Dr. Basimo considered a moment, then pulled off his bag-like mask. I knew what we would see. I’d warned Dame Okra, but still she gasped. Josquin averted his eyes and took a quick sip of coffee.

Under the mask’s leather beak was a real one, thick and strong like a finch’s. Unlike a finch’s, it had serrated edges, reminiscent of a dragon’s teeth. He had no separate nose, just avian nostrils atop the beak. His bald, liver-spotted head and scrawny old-man’s neck made him look like a buzzard, but no buzzard ever gazed so intelligently through mournful eyes the color of a summer sky.

“Please call me Nedouard,” said the doctor, taking pains to speak clearly. It was hard for him; I could see his black tongue laboring to make up for the stiffness of his beak, and he couldn’t help the curious snapping sound where language required the lips he didn’t have. “The little fellow said you were all half-dragons. I had believed there were none but me.”

I sat down across from him and rolled up my left sleeve to show the silver dragon scales spiraling up my forearm. Nedouard hesitantly reached across and touched them. “I have a few of those as well,” he said softly. “You are fortunate to have escaped this.” He gestured toward his beak.

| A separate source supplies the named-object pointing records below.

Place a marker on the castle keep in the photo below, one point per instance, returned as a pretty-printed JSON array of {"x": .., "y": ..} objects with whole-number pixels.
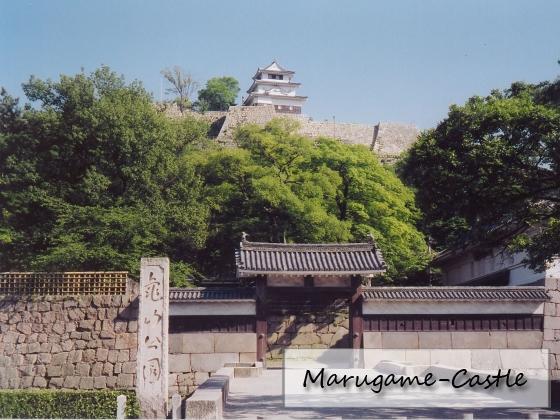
[{"x": 273, "y": 95}]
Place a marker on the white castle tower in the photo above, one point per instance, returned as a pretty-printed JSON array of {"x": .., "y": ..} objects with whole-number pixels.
[{"x": 273, "y": 85}]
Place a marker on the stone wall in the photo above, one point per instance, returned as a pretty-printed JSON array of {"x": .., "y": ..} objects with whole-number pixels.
[
  {"x": 552, "y": 332},
  {"x": 453, "y": 339},
  {"x": 387, "y": 139},
  {"x": 307, "y": 330},
  {"x": 81, "y": 342},
  {"x": 194, "y": 356}
]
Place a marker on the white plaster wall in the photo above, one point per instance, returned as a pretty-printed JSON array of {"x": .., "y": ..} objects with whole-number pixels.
[
  {"x": 285, "y": 281},
  {"x": 212, "y": 308},
  {"x": 407, "y": 307},
  {"x": 467, "y": 268}
]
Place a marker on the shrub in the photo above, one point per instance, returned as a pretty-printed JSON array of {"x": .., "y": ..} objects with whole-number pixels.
[{"x": 34, "y": 403}]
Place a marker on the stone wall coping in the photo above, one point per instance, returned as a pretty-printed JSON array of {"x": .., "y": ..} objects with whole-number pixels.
[{"x": 457, "y": 293}]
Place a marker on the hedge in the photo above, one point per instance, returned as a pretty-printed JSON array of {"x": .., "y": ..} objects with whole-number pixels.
[{"x": 39, "y": 403}]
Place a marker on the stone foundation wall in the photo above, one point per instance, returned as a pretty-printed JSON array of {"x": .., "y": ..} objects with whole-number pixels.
[
  {"x": 453, "y": 339},
  {"x": 552, "y": 333},
  {"x": 318, "y": 331},
  {"x": 81, "y": 342},
  {"x": 194, "y": 356}
]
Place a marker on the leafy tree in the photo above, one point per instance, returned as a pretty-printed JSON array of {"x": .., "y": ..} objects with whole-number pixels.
[
  {"x": 492, "y": 169},
  {"x": 182, "y": 86},
  {"x": 279, "y": 186},
  {"x": 92, "y": 177},
  {"x": 219, "y": 94}
]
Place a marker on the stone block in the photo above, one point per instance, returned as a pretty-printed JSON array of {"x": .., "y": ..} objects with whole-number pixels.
[
  {"x": 24, "y": 328},
  {"x": 75, "y": 356},
  {"x": 485, "y": 359},
  {"x": 204, "y": 405},
  {"x": 97, "y": 369},
  {"x": 197, "y": 343},
  {"x": 54, "y": 370},
  {"x": 56, "y": 382},
  {"x": 26, "y": 382},
  {"x": 86, "y": 383},
  {"x": 470, "y": 339},
  {"x": 108, "y": 369},
  {"x": 67, "y": 345},
  {"x": 399, "y": 340},
  {"x": 457, "y": 358},
  {"x": 113, "y": 356},
  {"x": 39, "y": 382},
  {"x": 498, "y": 339},
  {"x": 524, "y": 339},
  {"x": 44, "y": 358},
  {"x": 71, "y": 382},
  {"x": 372, "y": 340},
  {"x": 235, "y": 342},
  {"x": 68, "y": 369},
  {"x": 99, "y": 382},
  {"x": 88, "y": 355},
  {"x": 552, "y": 322},
  {"x": 129, "y": 367},
  {"x": 82, "y": 369},
  {"x": 179, "y": 363},
  {"x": 34, "y": 348},
  {"x": 306, "y": 339},
  {"x": 125, "y": 341},
  {"x": 434, "y": 339},
  {"x": 175, "y": 343},
  {"x": 59, "y": 358},
  {"x": 211, "y": 362},
  {"x": 40, "y": 370},
  {"x": 124, "y": 356},
  {"x": 200, "y": 377},
  {"x": 101, "y": 354},
  {"x": 111, "y": 381},
  {"x": 125, "y": 380},
  {"x": 247, "y": 357}
]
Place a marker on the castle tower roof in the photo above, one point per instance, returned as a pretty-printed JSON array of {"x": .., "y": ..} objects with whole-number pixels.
[{"x": 272, "y": 85}]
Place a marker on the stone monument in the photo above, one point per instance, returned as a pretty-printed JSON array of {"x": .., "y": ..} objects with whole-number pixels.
[{"x": 153, "y": 320}]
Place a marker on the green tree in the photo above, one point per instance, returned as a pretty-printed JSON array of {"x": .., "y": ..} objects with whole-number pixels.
[
  {"x": 218, "y": 95},
  {"x": 182, "y": 86},
  {"x": 492, "y": 169},
  {"x": 279, "y": 186},
  {"x": 92, "y": 177}
]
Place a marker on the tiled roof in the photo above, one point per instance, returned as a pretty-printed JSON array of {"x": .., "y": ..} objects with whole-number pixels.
[
  {"x": 209, "y": 294},
  {"x": 519, "y": 293},
  {"x": 254, "y": 258}
]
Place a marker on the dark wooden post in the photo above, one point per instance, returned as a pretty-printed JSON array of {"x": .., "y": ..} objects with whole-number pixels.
[
  {"x": 261, "y": 323},
  {"x": 356, "y": 319}
]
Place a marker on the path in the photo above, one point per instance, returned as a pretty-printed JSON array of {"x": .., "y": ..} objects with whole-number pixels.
[{"x": 254, "y": 398}]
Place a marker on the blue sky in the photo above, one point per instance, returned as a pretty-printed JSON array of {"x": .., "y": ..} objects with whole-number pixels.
[{"x": 360, "y": 61}]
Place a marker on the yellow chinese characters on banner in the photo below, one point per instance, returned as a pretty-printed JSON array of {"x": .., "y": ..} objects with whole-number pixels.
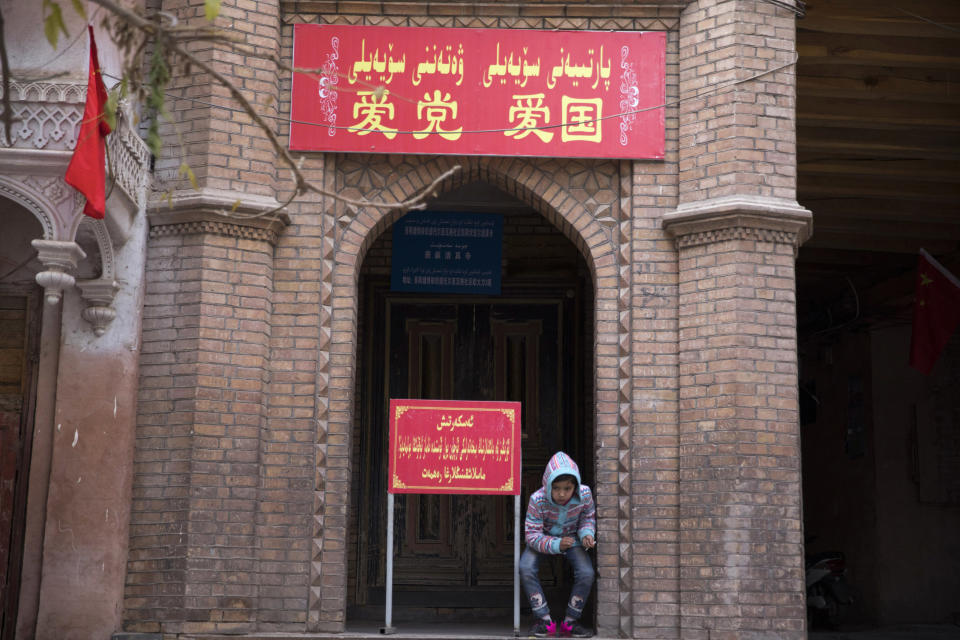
[{"x": 478, "y": 91}]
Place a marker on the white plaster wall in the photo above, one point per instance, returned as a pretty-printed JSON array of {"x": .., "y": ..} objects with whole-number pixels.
[{"x": 31, "y": 56}]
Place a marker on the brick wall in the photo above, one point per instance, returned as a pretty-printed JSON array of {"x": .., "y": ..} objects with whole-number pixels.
[
  {"x": 690, "y": 444},
  {"x": 193, "y": 557},
  {"x": 737, "y": 133},
  {"x": 741, "y": 545},
  {"x": 206, "y": 130}
]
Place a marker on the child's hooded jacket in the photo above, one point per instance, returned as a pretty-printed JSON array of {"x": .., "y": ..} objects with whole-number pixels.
[{"x": 547, "y": 522}]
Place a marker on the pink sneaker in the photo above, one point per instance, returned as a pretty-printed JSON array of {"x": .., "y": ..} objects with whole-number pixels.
[
  {"x": 542, "y": 629},
  {"x": 574, "y": 630}
]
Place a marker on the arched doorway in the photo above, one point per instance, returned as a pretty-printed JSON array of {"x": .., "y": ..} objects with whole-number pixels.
[
  {"x": 533, "y": 343},
  {"x": 20, "y": 309}
]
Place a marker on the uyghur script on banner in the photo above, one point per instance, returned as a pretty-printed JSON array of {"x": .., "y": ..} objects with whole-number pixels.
[
  {"x": 509, "y": 92},
  {"x": 449, "y": 446}
]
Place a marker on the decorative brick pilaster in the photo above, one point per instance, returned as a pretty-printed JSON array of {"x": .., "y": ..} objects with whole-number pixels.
[
  {"x": 741, "y": 546},
  {"x": 737, "y": 86},
  {"x": 194, "y": 563},
  {"x": 207, "y": 130}
]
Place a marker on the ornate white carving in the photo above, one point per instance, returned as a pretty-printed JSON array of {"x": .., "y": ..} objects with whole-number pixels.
[
  {"x": 129, "y": 159},
  {"x": 46, "y": 115},
  {"x": 98, "y": 294},
  {"x": 59, "y": 258}
]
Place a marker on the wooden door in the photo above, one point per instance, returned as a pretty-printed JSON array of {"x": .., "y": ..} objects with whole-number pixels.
[
  {"x": 457, "y": 551},
  {"x": 19, "y": 324}
]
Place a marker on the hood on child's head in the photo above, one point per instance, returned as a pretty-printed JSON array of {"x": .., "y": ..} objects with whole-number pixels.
[{"x": 559, "y": 465}]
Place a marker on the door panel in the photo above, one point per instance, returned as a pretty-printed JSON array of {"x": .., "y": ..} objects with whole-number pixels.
[
  {"x": 471, "y": 351},
  {"x": 452, "y": 550}
]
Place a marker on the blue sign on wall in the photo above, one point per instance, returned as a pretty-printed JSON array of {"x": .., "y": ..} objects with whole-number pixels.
[{"x": 446, "y": 252}]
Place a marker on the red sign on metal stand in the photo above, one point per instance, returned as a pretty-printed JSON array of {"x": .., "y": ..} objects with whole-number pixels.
[
  {"x": 501, "y": 92},
  {"x": 450, "y": 446}
]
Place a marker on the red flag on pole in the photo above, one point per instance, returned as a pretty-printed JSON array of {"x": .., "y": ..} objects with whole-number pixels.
[
  {"x": 936, "y": 312},
  {"x": 86, "y": 172}
]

“It seems to manifest differently in everyone,” I said. Abdo obligingly stuck out his scaly tongue.

Nedouard nodded thoughtfully. “That doesn’t surprise me. The surprise is that humans and dragons can intermix at all. But what about—” He nodded at Josquin.

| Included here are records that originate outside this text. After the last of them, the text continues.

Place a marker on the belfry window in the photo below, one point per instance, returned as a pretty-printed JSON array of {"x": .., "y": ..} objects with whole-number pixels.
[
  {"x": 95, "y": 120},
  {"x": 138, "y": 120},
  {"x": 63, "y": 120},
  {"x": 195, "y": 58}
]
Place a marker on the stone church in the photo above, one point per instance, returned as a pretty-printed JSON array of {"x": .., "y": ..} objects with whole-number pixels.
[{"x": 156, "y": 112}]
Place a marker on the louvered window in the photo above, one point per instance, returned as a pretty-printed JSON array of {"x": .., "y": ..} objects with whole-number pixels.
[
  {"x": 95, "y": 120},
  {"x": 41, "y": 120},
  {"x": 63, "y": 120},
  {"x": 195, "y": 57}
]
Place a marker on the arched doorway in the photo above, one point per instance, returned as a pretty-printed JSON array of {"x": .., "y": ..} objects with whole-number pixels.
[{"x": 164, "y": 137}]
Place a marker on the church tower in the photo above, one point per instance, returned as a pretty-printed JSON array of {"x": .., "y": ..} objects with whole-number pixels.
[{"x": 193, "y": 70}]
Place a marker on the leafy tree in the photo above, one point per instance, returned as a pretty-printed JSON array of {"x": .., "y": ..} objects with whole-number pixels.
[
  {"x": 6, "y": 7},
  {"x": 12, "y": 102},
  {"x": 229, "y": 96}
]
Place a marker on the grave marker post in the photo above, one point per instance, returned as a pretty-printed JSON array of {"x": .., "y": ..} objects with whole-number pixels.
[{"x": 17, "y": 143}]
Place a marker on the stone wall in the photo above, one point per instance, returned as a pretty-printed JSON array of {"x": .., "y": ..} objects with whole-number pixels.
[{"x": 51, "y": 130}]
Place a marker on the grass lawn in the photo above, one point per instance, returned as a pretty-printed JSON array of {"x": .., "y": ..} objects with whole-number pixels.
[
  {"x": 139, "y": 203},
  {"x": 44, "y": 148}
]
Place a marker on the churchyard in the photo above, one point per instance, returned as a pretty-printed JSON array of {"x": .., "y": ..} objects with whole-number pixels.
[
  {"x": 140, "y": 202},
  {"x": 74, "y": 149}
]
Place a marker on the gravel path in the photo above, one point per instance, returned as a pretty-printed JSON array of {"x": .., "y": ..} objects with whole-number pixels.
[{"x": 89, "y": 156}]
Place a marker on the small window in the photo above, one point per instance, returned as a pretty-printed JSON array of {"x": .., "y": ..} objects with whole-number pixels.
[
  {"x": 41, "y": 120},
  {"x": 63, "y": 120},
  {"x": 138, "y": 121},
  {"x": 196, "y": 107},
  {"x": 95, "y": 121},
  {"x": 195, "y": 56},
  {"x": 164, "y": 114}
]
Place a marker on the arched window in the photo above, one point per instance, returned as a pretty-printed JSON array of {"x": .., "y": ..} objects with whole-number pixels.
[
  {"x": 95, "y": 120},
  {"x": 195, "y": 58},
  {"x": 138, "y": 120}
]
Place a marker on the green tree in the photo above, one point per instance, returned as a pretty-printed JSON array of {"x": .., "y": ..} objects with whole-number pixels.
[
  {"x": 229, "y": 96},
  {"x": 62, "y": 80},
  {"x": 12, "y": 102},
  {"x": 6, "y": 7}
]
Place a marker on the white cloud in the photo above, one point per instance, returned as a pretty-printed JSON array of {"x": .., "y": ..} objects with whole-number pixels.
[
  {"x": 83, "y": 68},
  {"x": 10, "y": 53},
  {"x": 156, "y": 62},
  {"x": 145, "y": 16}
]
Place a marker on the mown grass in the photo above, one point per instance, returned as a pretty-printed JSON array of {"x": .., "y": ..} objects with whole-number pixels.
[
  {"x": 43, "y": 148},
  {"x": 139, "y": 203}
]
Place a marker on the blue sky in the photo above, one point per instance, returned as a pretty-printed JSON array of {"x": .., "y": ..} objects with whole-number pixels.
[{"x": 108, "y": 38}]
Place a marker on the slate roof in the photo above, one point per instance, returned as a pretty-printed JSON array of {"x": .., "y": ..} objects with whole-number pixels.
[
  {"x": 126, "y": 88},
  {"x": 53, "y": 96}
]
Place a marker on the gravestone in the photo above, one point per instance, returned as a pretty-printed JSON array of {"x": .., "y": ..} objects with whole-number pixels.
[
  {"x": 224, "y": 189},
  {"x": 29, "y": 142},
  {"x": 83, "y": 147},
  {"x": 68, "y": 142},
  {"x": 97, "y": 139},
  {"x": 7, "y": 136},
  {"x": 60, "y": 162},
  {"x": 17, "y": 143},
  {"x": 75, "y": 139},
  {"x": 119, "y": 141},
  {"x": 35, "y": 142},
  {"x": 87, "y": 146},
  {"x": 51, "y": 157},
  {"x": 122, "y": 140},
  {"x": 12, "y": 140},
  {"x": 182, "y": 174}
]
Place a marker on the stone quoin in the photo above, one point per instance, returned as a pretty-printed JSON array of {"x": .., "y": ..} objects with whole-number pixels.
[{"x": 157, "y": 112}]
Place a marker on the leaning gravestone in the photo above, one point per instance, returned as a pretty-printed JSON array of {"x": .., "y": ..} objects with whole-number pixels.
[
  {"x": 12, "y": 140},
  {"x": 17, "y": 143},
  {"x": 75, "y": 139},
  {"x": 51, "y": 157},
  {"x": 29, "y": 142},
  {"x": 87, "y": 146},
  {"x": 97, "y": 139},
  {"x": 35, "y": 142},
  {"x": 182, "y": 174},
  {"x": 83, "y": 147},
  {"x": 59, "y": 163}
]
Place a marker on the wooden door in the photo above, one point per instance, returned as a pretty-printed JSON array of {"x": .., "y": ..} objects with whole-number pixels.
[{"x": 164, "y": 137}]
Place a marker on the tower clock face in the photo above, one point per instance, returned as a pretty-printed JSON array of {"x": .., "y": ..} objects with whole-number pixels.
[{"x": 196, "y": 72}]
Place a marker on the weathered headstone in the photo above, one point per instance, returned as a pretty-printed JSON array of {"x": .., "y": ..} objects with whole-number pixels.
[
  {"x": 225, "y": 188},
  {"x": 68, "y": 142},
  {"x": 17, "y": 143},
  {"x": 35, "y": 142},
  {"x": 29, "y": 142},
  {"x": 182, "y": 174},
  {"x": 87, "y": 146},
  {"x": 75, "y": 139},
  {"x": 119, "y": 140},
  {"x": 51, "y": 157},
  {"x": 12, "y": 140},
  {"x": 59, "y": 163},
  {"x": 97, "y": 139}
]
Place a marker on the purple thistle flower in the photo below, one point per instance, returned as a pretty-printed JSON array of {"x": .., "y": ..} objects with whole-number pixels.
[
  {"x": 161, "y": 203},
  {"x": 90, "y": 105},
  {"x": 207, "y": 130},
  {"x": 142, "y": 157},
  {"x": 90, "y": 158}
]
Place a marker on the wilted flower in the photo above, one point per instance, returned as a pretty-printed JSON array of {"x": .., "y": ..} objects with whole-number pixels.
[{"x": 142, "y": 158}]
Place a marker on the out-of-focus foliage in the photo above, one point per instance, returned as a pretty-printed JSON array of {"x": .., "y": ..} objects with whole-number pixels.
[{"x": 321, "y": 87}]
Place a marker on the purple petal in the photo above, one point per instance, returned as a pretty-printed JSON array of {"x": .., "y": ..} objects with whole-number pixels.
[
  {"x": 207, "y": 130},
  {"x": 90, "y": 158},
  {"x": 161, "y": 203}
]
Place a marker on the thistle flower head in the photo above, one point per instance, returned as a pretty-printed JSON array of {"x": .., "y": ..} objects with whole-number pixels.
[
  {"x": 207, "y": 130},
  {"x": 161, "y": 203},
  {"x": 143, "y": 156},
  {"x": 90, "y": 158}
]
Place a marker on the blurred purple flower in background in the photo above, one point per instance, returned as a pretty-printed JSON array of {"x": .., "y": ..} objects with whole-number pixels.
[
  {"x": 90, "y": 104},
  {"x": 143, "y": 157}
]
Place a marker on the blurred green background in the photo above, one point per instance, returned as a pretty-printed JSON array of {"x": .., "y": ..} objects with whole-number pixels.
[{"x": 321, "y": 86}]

“Oh, not me,” said the herald. He’d gone pale, but he tried valiantly to smile.

Dame Okra said grudgingly, “I have a tail. And no, I won’t show you.”

Nedouard accepted a cup of coffee from Abdo with an almost inaudible “Thank you,” and then there was an awkward silence.

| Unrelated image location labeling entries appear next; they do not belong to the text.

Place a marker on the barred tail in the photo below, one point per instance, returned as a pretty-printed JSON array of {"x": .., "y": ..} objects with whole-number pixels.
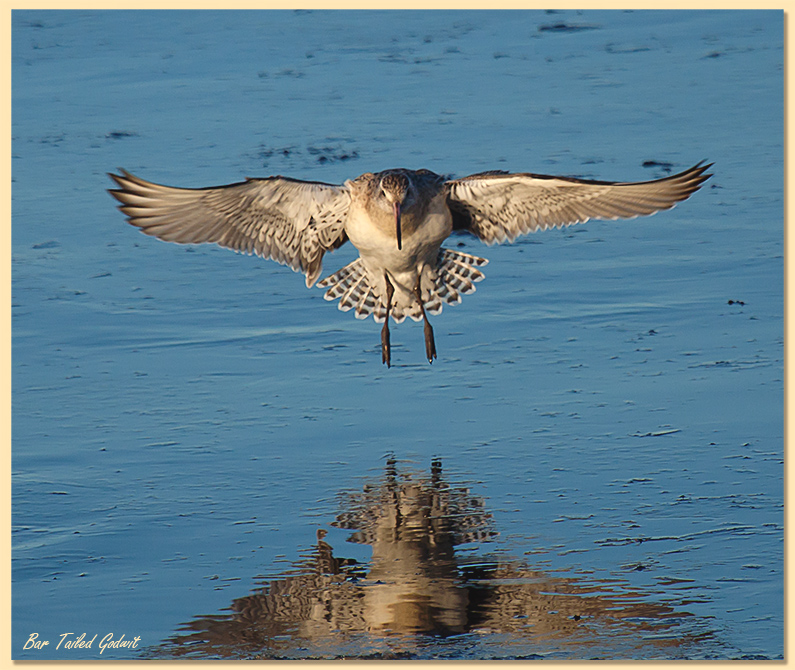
[
  {"x": 350, "y": 285},
  {"x": 455, "y": 274}
]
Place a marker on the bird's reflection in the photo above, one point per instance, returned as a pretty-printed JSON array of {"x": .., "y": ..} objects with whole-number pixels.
[{"x": 415, "y": 588}]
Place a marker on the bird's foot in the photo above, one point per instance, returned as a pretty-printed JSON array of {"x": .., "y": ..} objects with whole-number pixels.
[
  {"x": 386, "y": 350},
  {"x": 430, "y": 344}
]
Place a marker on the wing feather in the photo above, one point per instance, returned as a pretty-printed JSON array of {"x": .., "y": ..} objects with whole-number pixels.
[
  {"x": 498, "y": 206},
  {"x": 290, "y": 221}
]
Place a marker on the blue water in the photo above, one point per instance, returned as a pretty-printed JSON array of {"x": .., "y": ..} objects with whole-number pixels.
[{"x": 185, "y": 418}]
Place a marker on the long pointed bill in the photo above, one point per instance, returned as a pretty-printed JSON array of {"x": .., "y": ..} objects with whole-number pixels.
[{"x": 396, "y": 208}]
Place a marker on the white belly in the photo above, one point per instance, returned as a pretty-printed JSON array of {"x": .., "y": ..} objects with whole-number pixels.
[{"x": 378, "y": 248}]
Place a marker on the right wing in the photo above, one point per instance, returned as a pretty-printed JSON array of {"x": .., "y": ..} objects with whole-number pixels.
[{"x": 290, "y": 221}]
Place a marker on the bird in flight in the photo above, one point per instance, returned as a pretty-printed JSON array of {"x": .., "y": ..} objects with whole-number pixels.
[{"x": 397, "y": 220}]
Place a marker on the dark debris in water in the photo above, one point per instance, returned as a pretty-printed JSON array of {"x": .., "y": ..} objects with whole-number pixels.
[
  {"x": 326, "y": 153},
  {"x": 665, "y": 166},
  {"x": 120, "y": 134},
  {"x": 563, "y": 27}
]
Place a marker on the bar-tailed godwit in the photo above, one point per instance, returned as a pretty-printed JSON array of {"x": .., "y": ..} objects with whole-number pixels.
[{"x": 397, "y": 219}]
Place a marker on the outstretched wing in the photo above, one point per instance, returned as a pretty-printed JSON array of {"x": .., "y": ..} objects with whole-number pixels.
[
  {"x": 498, "y": 207},
  {"x": 290, "y": 221}
]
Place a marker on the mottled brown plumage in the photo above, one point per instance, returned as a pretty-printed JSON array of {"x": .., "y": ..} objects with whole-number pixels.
[{"x": 397, "y": 219}]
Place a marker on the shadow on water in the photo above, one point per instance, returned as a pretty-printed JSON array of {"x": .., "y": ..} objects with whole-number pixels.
[{"x": 418, "y": 597}]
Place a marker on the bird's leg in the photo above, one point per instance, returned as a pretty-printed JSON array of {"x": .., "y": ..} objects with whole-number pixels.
[
  {"x": 385, "y": 349},
  {"x": 430, "y": 345}
]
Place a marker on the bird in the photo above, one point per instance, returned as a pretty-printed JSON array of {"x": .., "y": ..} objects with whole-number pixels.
[{"x": 397, "y": 219}]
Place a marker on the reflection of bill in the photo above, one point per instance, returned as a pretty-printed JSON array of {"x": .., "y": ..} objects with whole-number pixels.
[{"x": 416, "y": 585}]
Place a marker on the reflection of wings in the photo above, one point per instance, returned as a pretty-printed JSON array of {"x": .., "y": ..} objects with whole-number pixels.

“Did you grow up in Segosh, Nedouard?” I asked gently.

“No, I was born in the village of Basimo,” he said, stirring his coffee, though he’d put nothing in it. “My mother took refuge there, at the Convent of St. Loola. She’d fled her home; she told the nuns my father was a dragon, but they didn’t believe it until they saw my face.”

“You were born with …?” I mimed the beak. “My scales didn’t come in until I was eleven. Abdo’s came in when he was … six?” I looked for confirmation; Abdo nodded.

“Oh, the scales came later,” he said. “The face, alas, was always as you see it. My mother died in childbirth, but there was never any question of the sisters caring for me, however malformed—St. Loola is patroness to children and fools. They raised, educated, and loved me like a son. I wore a mask outside the convent. The villagers were fearful at first, but I was steady and peaceable. They came to accept me.

“Basimo was ravaged by plague when I was seventeen. The convent took in the sick, of course, and I learned to care for the victims, but …” He picked up a spoon and set it down again, drummed agitated fingers. “In the end, there were only five of us left. There is no village of Basimo, not anymore. Only the name I brought with me.”

“How do you manage here?” I asked, careful not to add, With a face like that.